My obsession has always been that I must write a novel before I die.
As for the subject of the novel, I have already thought about it. First, it must revolve around family history and record the past of my grandparents’ generation in detail; secondly, it must contain my own personal experience, or “personal experience” that I imagined myself; thirdly, it must If it is group-like, with multiple characters and multiple main lines, and the first person should be the main character; finally, and most importantly, it must not be a purely realistic novel, but must have surreal parts that can make readers feel Astonishment.
What is astonishment? I think it was my heart that had a momentary shake of the truth. This thing, it shouldn't have happened, but it happened, and it happened right before my eyes. I couldn't believe it, but I had to believe it, so I started to doubt myself: "Am I wrong? Or is the world wrong?"

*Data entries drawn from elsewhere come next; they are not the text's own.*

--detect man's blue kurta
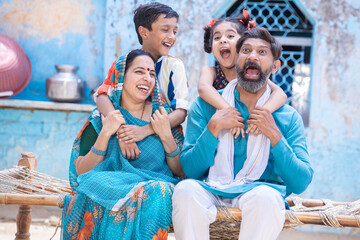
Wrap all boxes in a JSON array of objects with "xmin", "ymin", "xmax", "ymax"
[{"xmin": 180, "ymin": 89, "xmax": 313, "ymax": 198}]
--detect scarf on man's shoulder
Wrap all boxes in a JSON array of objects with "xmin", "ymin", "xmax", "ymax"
[{"xmin": 207, "ymin": 79, "xmax": 271, "ymax": 189}]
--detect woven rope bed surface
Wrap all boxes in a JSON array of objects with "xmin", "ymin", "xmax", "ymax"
[{"xmin": 0, "ymin": 162, "xmax": 360, "ymax": 240}]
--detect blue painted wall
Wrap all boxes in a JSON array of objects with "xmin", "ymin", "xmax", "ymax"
[
  {"xmin": 0, "ymin": 106, "xmax": 89, "ymax": 179},
  {"xmin": 0, "ymin": 0, "xmax": 106, "ymax": 103}
]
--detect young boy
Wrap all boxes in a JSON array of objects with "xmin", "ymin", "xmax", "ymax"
[{"xmin": 95, "ymin": 2, "xmax": 188, "ymax": 159}]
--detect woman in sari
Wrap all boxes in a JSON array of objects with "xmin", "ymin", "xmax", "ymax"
[{"xmin": 62, "ymin": 50, "xmax": 183, "ymax": 240}]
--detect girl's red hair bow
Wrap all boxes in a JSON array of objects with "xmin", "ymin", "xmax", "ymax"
[{"xmin": 207, "ymin": 19, "xmax": 217, "ymax": 28}]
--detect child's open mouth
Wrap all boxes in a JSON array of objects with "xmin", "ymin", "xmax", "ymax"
[
  {"xmin": 220, "ymin": 48, "xmax": 231, "ymax": 59},
  {"xmin": 136, "ymin": 85, "xmax": 150, "ymax": 94},
  {"xmin": 163, "ymin": 42, "xmax": 172, "ymax": 48}
]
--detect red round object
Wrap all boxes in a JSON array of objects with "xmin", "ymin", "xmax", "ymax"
[{"xmin": 0, "ymin": 34, "xmax": 31, "ymax": 98}]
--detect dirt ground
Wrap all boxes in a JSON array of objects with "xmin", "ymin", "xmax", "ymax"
[{"xmin": 0, "ymin": 205, "xmax": 360, "ymax": 240}]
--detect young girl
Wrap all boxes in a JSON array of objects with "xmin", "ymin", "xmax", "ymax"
[{"xmin": 198, "ymin": 9, "xmax": 287, "ymax": 138}]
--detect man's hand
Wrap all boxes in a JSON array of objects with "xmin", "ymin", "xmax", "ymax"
[
  {"xmin": 247, "ymin": 107, "xmax": 282, "ymax": 147},
  {"xmin": 101, "ymin": 110, "xmax": 126, "ymax": 136},
  {"xmin": 117, "ymin": 125, "xmax": 148, "ymax": 143},
  {"xmin": 207, "ymin": 107, "xmax": 245, "ymax": 138}
]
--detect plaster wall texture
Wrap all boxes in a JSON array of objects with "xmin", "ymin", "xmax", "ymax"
[
  {"xmin": 0, "ymin": 108, "xmax": 89, "ymax": 179},
  {"xmin": 0, "ymin": 0, "xmax": 106, "ymax": 103},
  {"xmin": 301, "ymin": 0, "xmax": 360, "ymax": 201}
]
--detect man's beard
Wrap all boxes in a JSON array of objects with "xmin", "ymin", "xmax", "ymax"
[{"xmin": 235, "ymin": 61, "xmax": 272, "ymax": 93}]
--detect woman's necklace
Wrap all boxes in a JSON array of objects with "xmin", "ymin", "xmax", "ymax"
[{"xmin": 140, "ymin": 103, "xmax": 146, "ymax": 120}]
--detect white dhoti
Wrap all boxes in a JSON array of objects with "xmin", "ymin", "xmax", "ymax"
[{"xmin": 172, "ymin": 179, "xmax": 285, "ymax": 240}]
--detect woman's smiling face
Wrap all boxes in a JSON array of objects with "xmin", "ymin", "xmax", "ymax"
[
  {"xmin": 212, "ymin": 22, "xmax": 240, "ymax": 68},
  {"xmin": 123, "ymin": 55, "xmax": 156, "ymax": 101}
]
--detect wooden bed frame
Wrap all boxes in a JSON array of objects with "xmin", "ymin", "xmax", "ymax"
[{"xmin": 0, "ymin": 153, "xmax": 360, "ymax": 240}]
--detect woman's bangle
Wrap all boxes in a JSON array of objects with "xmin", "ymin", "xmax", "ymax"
[
  {"xmin": 165, "ymin": 144, "xmax": 181, "ymax": 157},
  {"xmin": 91, "ymin": 146, "xmax": 106, "ymax": 156}
]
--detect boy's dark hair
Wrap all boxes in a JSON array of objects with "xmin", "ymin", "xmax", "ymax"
[
  {"xmin": 203, "ymin": 10, "xmax": 255, "ymax": 53},
  {"xmin": 124, "ymin": 49, "xmax": 155, "ymax": 73},
  {"xmin": 134, "ymin": 2, "xmax": 179, "ymax": 45},
  {"xmin": 236, "ymin": 27, "xmax": 282, "ymax": 60}
]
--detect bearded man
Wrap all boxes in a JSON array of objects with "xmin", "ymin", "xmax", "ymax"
[{"xmin": 173, "ymin": 27, "xmax": 313, "ymax": 240}]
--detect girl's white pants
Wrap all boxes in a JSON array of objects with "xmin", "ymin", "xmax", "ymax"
[{"xmin": 172, "ymin": 179, "xmax": 285, "ymax": 240}]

Most people are rational at this moment: "This is not right, this is not logical." As everyone knows, the so-called "logic" is completely irrelevant at this moment. What I see is what I think.
In other words: what I just saw is what I want to see.
Reality and dream coexist. "Thinking in the day, dreaming in the night." What we think about during the day will be reflected in the dream at night. What if dreams are not part of reality? I always feel that dreams are like the dark side of the moon, which is always hidden behind reality and never shows its face in front of us, but it always exists in reality.